Seperti pada pembahasan kali ini terdapat kaidah fiqh (qawaid fiqiyah) merupakan kaidah yang bersifat umum dan biasa digunakan untuk menyelesakan permasalahan yang bersifat praktis dalam kehidupan sehari-hari. Kaidah ini menggolongkan masalah-masalah yang serupa menjadi satu kaidah fiqh ini tentunya bersumber dari Al Qura’an dan As sunnah yang merupakan terciptanya hukum-hukum islam. Dengan adanya qawaid fiqiyah ini tentunya mempermudah kita dalam menyelesaikan masalah yang berkaitan dengan perbuatan manusia.

B.     Rumusan Masalah
1.      Apa itu qawaid fiqiyah?
2.      Apa itu qawaid ushul fiqh?
3.      Bagimana kaidah-kaidah pokok fiqh ?
4.      Bagimana kaidah-kaidah cabang fiqh?





BAB II
PEMBAHASAN
A.    Pengertian Qawaid Fiqiyah
Dalam pengertian ini ada dua terminologi yang perlu kami jelaskan terlebih dahulu, yaitu qawaid dan fiqhiyah. Kata qawaid merupakan bentuk jama' dari kata qaidah, dalam istilah bahasa Indonesia dikenal dengan kata 'kaidah' yang berarti aturan atau patokan, dalam tinjauan terminologi kaidah mempuyai beberapa arti. Dr. Ahmad asy-Syafi'I menyatakan bahwa kaidah adalah :
القضايا الكلية التى يندرج تحت كل واحدة منها حكم جزئيات كثيرة
"Hukum yang bersifat universal (kulli) yang diikuti oleh satuan-satuan hukum juz'i  yang banyak”[1]
Sedangkan secara terminologi fiqh berarti, menurut al-Jurjani al-Hanafi :
العلم بالاحكام الشريعة العملية من ادلتها التفصلية وهو علم مستنبط بالرأي والاجتهاد ويحتاج فيه الى النظر والتأمل
”ilmu yang menerangkan hukum hukum syara yang amaliyah ang diambil dari dalil-dalilnya yang tafsily dan diistinbatkan melalui ijtihad yang memerlukan analisa dan perenungan”[2]
Dari uraian pengertian diatas baik mengenai qawaid maupun fiqhiyah maka yang dimaksud dengan qawaid fiqhiyah adalah sebagaimana yang dikemukakan oleh Imam Tajjudin as-Subki :
الامر الكلى الذى ينطبق على جزئيات كثيرة تفهم احكامها منها
"Suatu perkara kulli yang bersesuaian dengan juziyah yang yang banyak yang dari padanya diketahui hukum-hukum juziyat itu”[3]
       Menurut Musthafa az-Zarqa, Qowaidul Fiqhyah ialah : dasar-dasar fiqih yang bersifat umum dan bersifat ringkas berbentuk undang-undang yang berisi hukum-hukum syara’ yang umum terhadap berbagai peristiwa hukum yang termasuk dalam ruang lingkup kaidah tersebut.[4]
Maka Al Qawaid al Fiqhiyyah (kaidah-kaidah fiqih) secara etimologi adalah dasar-dasar atau asas-asas yang berkaitan dengan masalah-masalah atau jenis-jenis fiqih. Sedangkan Al Qawaid al Fiqhiyyah secara terminologi adalah kaidah-kaidah yang disimpulkan secara general dari materi fiqih dan kemudian digunakan pula untuk menentukan hukum dari kasus-kasus baru yang timbul, yang tidak jelas hukumnya didalam nash.
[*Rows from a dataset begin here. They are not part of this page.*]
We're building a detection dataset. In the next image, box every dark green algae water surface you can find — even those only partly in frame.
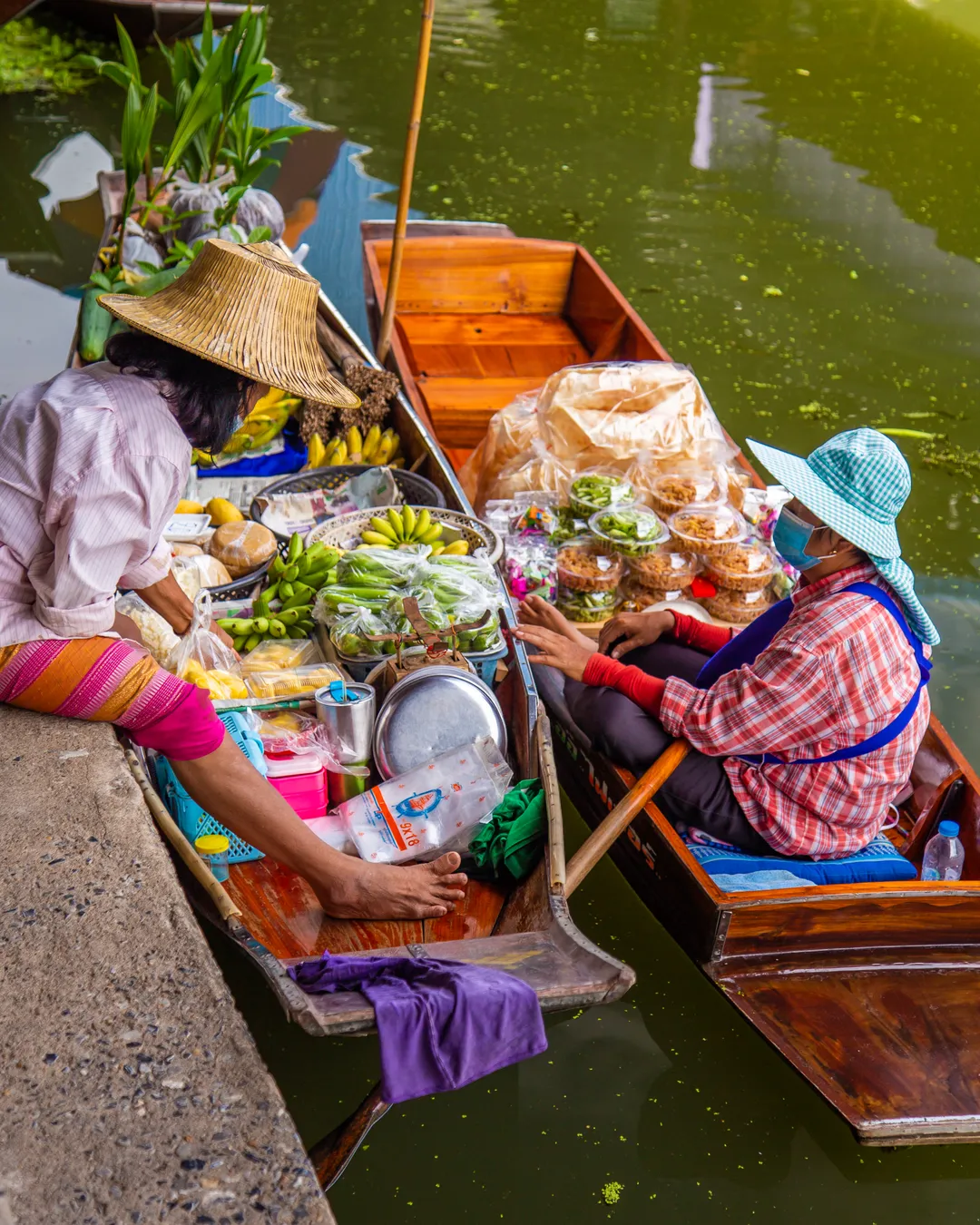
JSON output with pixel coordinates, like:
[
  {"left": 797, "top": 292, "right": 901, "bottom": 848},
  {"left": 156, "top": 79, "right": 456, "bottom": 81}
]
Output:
[{"left": 9, "top": 0, "right": 980, "bottom": 1225}]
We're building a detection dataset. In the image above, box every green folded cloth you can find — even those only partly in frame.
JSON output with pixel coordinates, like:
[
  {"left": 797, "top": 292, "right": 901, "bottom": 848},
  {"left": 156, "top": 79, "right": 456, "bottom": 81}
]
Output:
[{"left": 469, "top": 778, "right": 547, "bottom": 881}]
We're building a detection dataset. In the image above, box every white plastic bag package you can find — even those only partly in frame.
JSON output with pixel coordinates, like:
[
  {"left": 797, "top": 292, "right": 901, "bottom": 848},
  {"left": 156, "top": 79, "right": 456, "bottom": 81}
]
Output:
[{"left": 328, "top": 736, "right": 514, "bottom": 864}]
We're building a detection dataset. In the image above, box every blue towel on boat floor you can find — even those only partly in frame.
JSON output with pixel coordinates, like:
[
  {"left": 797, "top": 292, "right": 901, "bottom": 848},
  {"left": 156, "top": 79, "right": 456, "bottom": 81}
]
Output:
[
  {"left": 683, "top": 833, "right": 917, "bottom": 888},
  {"left": 710, "top": 868, "right": 813, "bottom": 893}
]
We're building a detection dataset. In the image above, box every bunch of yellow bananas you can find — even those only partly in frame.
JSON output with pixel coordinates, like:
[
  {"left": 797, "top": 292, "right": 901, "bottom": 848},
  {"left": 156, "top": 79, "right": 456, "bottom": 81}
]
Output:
[
  {"left": 307, "top": 425, "right": 405, "bottom": 468},
  {"left": 192, "top": 387, "right": 302, "bottom": 468},
  {"left": 360, "top": 506, "right": 469, "bottom": 557}
]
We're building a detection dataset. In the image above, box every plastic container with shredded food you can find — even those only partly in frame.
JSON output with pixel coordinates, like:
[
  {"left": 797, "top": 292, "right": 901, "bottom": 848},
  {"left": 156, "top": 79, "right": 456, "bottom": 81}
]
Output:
[
  {"left": 627, "top": 544, "right": 701, "bottom": 592},
  {"left": 556, "top": 540, "right": 625, "bottom": 592},
  {"left": 702, "top": 587, "right": 774, "bottom": 625},
  {"left": 668, "top": 506, "right": 749, "bottom": 557},
  {"left": 704, "top": 540, "right": 780, "bottom": 592},
  {"left": 647, "top": 472, "right": 725, "bottom": 518},
  {"left": 589, "top": 506, "right": 668, "bottom": 557},
  {"left": 568, "top": 472, "right": 636, "bottom": 519},
  {"left": 555, "top": 587, "right": 619, "bottom": 622},
  {"left": 245, "top": 664, "right": 340, "bottom": 697},
  {"left": 241, "top": 638, "right": 323, "bottom": 676},
  {"left": 620, "top": 580, "right": 690, "bottom": 612}
]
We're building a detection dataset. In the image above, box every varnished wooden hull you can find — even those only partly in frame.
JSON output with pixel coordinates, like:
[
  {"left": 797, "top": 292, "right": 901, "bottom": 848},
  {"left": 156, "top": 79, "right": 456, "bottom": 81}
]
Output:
[
  {"left": 365, "top": 223, "right": 980, "bottom": 1144},
  {"left": 69, "top": 172, "right": 634, "bottom": 1036},
  {"left": 44, "top": 0, "right": 256, "bottom": 43}
]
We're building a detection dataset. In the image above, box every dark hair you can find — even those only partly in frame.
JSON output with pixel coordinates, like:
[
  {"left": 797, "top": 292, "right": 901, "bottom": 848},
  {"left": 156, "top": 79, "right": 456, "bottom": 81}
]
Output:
[{"left": 105, "top": 332, "right": 255, "bottom": 452}]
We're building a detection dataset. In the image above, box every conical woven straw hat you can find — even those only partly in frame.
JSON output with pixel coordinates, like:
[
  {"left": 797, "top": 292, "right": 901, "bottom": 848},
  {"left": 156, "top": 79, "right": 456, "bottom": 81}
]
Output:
[{"left": 99, "top": 238, "right": 360, "bottom": 408}]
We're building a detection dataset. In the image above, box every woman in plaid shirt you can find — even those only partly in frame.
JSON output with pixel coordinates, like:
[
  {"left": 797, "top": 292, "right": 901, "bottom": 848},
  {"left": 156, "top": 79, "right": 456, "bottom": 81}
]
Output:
[{"left": 517, "top": 429, "right": 938, "bottom": 858}]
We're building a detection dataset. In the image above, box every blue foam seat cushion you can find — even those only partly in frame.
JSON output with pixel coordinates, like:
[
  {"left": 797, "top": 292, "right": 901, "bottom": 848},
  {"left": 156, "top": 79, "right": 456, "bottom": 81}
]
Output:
[{"left": 685, "top": 834, "right": 917, "bottom": 885}]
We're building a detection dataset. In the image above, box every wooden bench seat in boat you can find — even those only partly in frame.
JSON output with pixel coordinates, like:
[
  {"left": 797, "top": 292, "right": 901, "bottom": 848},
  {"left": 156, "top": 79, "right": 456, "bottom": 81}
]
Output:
[{"left": 365, "top": 234, "right": 666, "bottom": 466}]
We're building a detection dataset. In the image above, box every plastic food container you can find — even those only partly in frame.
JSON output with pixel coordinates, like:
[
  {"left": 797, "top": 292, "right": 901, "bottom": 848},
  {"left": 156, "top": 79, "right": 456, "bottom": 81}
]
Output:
[
  {"left": 648, "top": 472, "right": 724, "bottom": 518},
  {"left": 620, "top": 582, "right": 690, "bottom": 612},
  {"left": 668, "top": 506, "right": 749, "bottom": 559},
  {"left": 555, "top": 587, "right": 619, "bottom": 622},
  {"left": 704, "top": 540, "right": 780, "bottom": 592},
  {"left": 703, "top": 587, "right": 773, "bottom": 625},
  {"left": 241, "top": 638, "right": 323, "bottom": 676},
  {"left": 266, "top": 753, "right": 327, "bottom": 821},
  {"left": 589, "top": 506, "right": 668, "bottom": 557},
  {"left": 193, "top": 834, "right": 230, "bottom": 885},
  {"left": 568, "top": 472, "right": 636, "bottom": 519},
  {"left": 245, "top": 664, "right": 340, "bottom": 699},
  {"left": 627, "top": 544, "right": 701, "bottom": 592},
  {"left": 556, "top": 540, "right": 625, "bottom": 592}
]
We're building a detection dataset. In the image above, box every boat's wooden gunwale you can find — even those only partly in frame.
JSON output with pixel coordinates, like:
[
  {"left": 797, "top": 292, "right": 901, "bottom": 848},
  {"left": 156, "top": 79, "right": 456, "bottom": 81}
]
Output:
[
  {"left": 86, "top": 172, "right": 636, "bottom": 1036},
  {"left": 365, "top": 222, "right": 980, "bottom": 1145}
]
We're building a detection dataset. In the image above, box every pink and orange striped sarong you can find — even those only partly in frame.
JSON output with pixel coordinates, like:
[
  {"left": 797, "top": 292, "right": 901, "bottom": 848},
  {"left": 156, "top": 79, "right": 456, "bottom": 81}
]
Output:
[{"left": 0, "top": 637, "right": 224, "bottom": 760}]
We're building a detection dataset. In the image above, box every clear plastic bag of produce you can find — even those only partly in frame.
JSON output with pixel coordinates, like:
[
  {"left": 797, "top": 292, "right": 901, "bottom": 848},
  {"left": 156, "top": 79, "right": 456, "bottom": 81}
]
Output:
[
  {"left": 536, "top": 361, "right": 725, "bottom": 472},
  {"left": 429, "top": 549, "right": 500, "bottom": 595},
  {"left": 115, "top": 592, "right": 180, "bottom": 668},
  {"left": 487, "top": 438, "right": 572, "bottom": 509},
  {"left": 459, "top": 391, "right": 538, "bottom": 511},
  {"left": 335, "top": 736, "right": 512, "bottom": 864},
  {"left": 329, "top": 604, "right": 396, "bottom": 659},
  {"left": 337, "top": 544, "right": 431, "bottom": 591},
  {"left": 174, "top": 592, "right": 249, "bottom": 701}
]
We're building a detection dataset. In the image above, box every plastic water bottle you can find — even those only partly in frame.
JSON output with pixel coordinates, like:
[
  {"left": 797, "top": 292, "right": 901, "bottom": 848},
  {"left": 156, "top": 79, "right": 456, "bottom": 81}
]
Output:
[{"left": 921, "top": 821, "right": 964, "bottom": 881}]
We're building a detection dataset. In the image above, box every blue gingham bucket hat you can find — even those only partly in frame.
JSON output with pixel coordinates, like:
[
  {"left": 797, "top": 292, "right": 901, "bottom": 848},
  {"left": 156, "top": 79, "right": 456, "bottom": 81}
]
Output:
[{"left": 746, "top": 427, "right": 939, "bottom": 645}]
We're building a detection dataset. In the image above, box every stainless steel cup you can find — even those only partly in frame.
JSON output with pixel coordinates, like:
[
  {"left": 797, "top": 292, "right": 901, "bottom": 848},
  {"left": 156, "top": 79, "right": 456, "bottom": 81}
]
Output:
[{"left": 314, "top": 683, "right": 375, "bottom": 806}]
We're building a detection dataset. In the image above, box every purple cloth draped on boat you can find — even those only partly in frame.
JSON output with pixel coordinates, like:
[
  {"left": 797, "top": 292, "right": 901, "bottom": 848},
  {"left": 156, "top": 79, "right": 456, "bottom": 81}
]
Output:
[{"left": 289, "top": 953, "right": 547, "bottom": 1103}]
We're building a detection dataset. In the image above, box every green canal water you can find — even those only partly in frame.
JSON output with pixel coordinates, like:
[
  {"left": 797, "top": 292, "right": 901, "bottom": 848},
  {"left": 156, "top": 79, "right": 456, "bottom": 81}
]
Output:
[{"left": 0, "top": 0, "right": 980, "bottom": 1225}]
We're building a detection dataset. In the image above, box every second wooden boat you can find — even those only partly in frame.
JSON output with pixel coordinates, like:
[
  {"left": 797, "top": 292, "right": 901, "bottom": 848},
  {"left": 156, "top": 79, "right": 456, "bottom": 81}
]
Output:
[
  {"left": 39, "top": 0, "right": 256, "bottom": 44},
  {"left": 69, "top": 172, "right": 636, "bottom": 1187},
  {"left": 365, "top": 223, "right": 980, "bottom": 1145}
]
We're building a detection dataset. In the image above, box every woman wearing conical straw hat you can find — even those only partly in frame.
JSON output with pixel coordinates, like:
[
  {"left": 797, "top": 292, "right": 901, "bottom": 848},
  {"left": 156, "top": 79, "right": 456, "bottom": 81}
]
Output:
[{"left": 0, "top": 240, "right": 466, "bottom": 919}]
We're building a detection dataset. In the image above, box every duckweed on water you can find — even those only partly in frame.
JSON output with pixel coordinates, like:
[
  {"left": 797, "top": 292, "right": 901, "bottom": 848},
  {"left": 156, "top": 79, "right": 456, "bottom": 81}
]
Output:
[{"left": 0, "top": 17, "right": 105, "bottom": 93}]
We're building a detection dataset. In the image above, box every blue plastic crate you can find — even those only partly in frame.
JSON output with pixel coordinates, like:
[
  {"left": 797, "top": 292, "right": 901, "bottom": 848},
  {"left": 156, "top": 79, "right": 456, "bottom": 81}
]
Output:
[{"left": 157, "top": 710, "right": 269, "bottom": 864}]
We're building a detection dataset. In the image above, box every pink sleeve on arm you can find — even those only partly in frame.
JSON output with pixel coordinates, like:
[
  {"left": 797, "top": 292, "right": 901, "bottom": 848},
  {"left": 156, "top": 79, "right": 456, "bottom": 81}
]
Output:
[
  {"left": 582, "top": 651, "right": 664, "bottom": 715},
  {"left": 674, "top": 612, "right": 731, "bottom": 654}
]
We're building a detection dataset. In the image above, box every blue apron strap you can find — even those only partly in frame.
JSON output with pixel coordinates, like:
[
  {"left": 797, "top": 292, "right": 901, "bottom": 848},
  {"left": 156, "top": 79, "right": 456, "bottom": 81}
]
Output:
[
  {"left": 694, "top": 596, "right": 792, "bottom": 689},
  {"left": 740, "top": 583, "right": 932, "bottom": 766}
]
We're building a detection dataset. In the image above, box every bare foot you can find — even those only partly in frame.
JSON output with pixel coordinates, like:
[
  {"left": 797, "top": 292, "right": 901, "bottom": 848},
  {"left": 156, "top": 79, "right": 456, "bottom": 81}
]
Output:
[
  {"left": 517, "top": 595, "right": 598, "bottom": 652},
  {"left": 310, "top": 851, "right": 466, "bottom": 919}
]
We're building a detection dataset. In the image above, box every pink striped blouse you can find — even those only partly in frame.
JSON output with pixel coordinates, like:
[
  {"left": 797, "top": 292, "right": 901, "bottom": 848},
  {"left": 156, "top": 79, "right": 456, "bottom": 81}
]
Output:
[{"left": 0, "top": 361, "right": 191, "bottom": 647}]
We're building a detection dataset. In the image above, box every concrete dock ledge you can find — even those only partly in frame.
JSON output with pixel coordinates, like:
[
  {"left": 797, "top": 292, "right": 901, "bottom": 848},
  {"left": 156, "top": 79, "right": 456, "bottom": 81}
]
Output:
[{"left": 0, "top": 706, "right": 333, "bottom": 1225}]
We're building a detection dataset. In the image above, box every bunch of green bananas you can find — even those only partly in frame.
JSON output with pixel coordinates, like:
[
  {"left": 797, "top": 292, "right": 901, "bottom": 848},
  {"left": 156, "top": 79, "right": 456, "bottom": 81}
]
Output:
[
  {"left": 218, "top": 532, "right": 340, "bottom": 653},
  {"left": 360, "top": 506, "right": 469, "bottom": 557},
  {"left": 318, "top": 425, "right": 405, "bottom": 468}
]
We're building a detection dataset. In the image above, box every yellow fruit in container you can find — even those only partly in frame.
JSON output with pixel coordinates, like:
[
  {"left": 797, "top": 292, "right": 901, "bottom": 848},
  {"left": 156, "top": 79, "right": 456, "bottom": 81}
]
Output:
[{"left": 204, "top": 497, "right": 245, "bottom": 527}]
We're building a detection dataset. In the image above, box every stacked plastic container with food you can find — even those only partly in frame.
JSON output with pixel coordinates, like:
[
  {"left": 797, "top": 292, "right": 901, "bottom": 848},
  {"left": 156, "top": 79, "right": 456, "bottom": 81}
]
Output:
[{"left": 463, "top": 363, "right": 791, "bottom": 631}]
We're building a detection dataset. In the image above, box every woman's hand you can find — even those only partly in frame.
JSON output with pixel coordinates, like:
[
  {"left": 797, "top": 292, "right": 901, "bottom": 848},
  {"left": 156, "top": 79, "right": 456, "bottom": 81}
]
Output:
[
  {"left": 599, "top": 609, "right": 674, "bottom": 659},
  {"left": 514, "top": 625, "right": 595, "bottom": 681}
]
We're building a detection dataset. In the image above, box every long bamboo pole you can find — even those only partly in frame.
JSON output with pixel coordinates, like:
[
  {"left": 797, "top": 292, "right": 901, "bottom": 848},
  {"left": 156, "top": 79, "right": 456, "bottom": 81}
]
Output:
[{"left": 377, "top": 0, "right": 436, "bottom": 365}]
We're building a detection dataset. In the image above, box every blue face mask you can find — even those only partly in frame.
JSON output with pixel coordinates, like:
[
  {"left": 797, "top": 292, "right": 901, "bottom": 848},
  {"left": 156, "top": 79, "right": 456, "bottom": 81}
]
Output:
[{"left": 773, "top": 506, "right": 832, "bottom": 570}]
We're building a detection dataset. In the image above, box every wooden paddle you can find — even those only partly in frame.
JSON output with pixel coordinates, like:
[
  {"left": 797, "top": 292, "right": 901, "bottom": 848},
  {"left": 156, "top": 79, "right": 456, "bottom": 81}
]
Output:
[
  {"left": 564, "top": 740, "right": 691, "bottom": 898},
  {"left": 377, "top": 0, "right": 436, "bottom": 367}
]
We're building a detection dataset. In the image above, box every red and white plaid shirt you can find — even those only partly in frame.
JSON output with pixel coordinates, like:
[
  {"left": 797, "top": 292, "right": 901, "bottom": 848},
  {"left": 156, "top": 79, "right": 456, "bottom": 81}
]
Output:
[{"left": 659, "top": 563, "right": 930, "bottom": 858}]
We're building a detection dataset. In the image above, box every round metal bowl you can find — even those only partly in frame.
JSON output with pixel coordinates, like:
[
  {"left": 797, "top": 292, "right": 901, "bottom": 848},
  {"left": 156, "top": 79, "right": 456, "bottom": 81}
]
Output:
[{"left": 374, "top": 664, "right": 507, "bottom": 778}]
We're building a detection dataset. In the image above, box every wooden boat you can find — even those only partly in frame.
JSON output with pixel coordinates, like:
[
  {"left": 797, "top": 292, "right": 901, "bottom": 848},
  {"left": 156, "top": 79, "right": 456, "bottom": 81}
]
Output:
[
  {"left": 363, "top": 221, "right": 666, "bottom": 468},
  {"left": 69, "top": 172, "right": 634, "bottom": 1187},
  {"left": 365, "top": 224, "right": 980, "bottom": 1145},
  {"left": 42, "top": 0, "right": 256, "bottom": 43}
]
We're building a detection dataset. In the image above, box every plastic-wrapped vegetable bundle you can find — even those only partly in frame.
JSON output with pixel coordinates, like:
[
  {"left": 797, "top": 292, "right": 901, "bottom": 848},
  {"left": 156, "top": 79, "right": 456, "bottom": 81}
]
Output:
[
  {"left": 337, "top": 545, "right": 430, "bottom": 589},
  {"left": 329, "top": 605, "right": 396, "bottom": 659}
]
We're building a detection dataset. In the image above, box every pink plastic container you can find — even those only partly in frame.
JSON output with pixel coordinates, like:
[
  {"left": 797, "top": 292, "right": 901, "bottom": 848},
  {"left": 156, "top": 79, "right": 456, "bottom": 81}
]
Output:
[{"left": 266, "top": 753, "right": 327, "bottom": 821}]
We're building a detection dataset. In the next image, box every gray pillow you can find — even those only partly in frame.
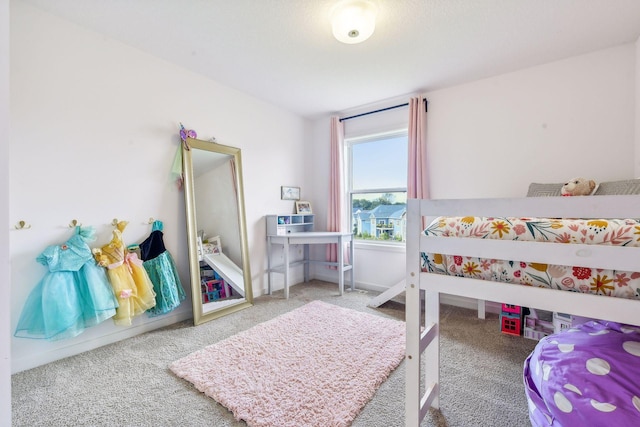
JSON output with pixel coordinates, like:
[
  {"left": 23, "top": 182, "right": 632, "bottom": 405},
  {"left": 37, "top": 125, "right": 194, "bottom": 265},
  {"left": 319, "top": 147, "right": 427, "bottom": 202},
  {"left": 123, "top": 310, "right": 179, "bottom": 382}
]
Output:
[
  {"left": 527, "top": 179, "right": 640, "bottom": 197},
  {"left": 595, "top": 179, "right": 640, "bottom": 196},
  {"left": 527, "top": 182, "right": 564, "bottom": 197}
]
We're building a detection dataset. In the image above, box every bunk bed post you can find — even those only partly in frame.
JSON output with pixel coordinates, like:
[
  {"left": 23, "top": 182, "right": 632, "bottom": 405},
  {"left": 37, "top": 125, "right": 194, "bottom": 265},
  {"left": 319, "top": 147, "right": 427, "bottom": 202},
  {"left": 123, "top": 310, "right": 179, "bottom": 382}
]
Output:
[{"left": 405, "top": 199, "right": 422, "bottom": 427}]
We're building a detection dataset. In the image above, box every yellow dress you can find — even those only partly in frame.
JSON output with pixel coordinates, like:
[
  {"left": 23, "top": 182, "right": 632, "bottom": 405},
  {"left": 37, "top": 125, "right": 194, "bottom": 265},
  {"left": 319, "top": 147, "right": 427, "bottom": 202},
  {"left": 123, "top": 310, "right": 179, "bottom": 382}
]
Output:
[{"left": 93, "top": 221, "right": 156, "bottom": 326}]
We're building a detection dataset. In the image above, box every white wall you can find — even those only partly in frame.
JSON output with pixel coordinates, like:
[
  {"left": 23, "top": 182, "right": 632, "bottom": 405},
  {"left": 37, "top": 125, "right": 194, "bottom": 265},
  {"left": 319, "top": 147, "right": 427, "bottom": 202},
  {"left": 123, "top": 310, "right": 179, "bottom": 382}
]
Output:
[
  {"left": 0, "top": 0, "right": 11, "bottom": 427},
  {"left": 635, "top": 37, "right": 640, "bottom": 178},
  {"left": 308, "top": 44, "right": 640, "bottom": 290},
  {"left": 9, "top": 2, "right": 306, "bottom": 372}
]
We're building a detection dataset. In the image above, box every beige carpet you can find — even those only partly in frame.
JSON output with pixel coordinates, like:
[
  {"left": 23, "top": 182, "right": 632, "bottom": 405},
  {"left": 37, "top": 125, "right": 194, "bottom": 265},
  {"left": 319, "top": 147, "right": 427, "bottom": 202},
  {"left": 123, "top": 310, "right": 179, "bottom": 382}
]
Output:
[
  {"left": 170, "top": 301, "right": 405, "bottom": 427},
  {"left": 11, "top": 281, "right": 536, "bottom": 427}
]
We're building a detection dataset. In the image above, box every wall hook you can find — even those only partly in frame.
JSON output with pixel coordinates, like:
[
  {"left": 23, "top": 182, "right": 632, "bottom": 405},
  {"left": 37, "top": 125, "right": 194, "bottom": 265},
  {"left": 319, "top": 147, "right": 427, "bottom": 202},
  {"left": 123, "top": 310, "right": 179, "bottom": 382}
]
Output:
[{"left": 16, "top": 221, "right": 31, "bottom": 230}]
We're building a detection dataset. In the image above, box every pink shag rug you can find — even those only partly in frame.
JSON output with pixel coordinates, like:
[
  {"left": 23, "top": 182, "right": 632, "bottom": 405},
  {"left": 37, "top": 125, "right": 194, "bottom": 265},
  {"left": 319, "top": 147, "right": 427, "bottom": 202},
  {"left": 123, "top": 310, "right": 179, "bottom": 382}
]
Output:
[{"left": 170, "top": 301, "right": 405, "bottom": 427}]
B.     Contoh Qawaid Fiqiyah
Kaidah-kaidah fiqhiyah mempunyai implementasi dan contoh penerapan yang cukup banyak, baik berkaitan dengan permasalahan ibadah ataupun mu’amalah (intraksi antara sesama manusia). Diantara contohnya. Apabila seseorang mewakafkan tanah dengan mengatakan, “Tanah ini saya wakafkan untuk orang-orang fakir”. Maka konsekuensi dari perkataan ini adalah yang berhak memanfaatkan tanah wakaf tersebut hanyalah orang-orang yang tergolong fakir, tidak selainnya. Karena dalam perkataan tersebut ada pengikatnya secara khusus, sehingga harus diterapkan sesuai dengan ikatannya tersebut. Ini adalah contoh pengikat dan menyebutkan sifat. Apabila seseorang mengatakan, “Saya wakafkan tanah saya ini untuk Ahmad dan Zaid, dengan perincian, Ahmad dua pertiga dan Zaid sepertiga”. Konsekuensi dari perkataan ini adalah harus diterapkan sesuai dengan syarat yang telah ditentukan tersebut. Apabila seseorang mengatakan, “Saya wakafkan tanah saya ini untuk anak-anak Ahmad kecuali anak yang fasik”. Konsekuensi dari perkataan ini adalah harus diterapkan sesuai dengan syarat yang telah ditentukan tersebut. Contoh tersebut merupakan penerapan dari salah satu Qawa’id Fiqhiyah yang berbunyi: “Memahami Keumuman Dan Kekhususan Sebuah Kalimat”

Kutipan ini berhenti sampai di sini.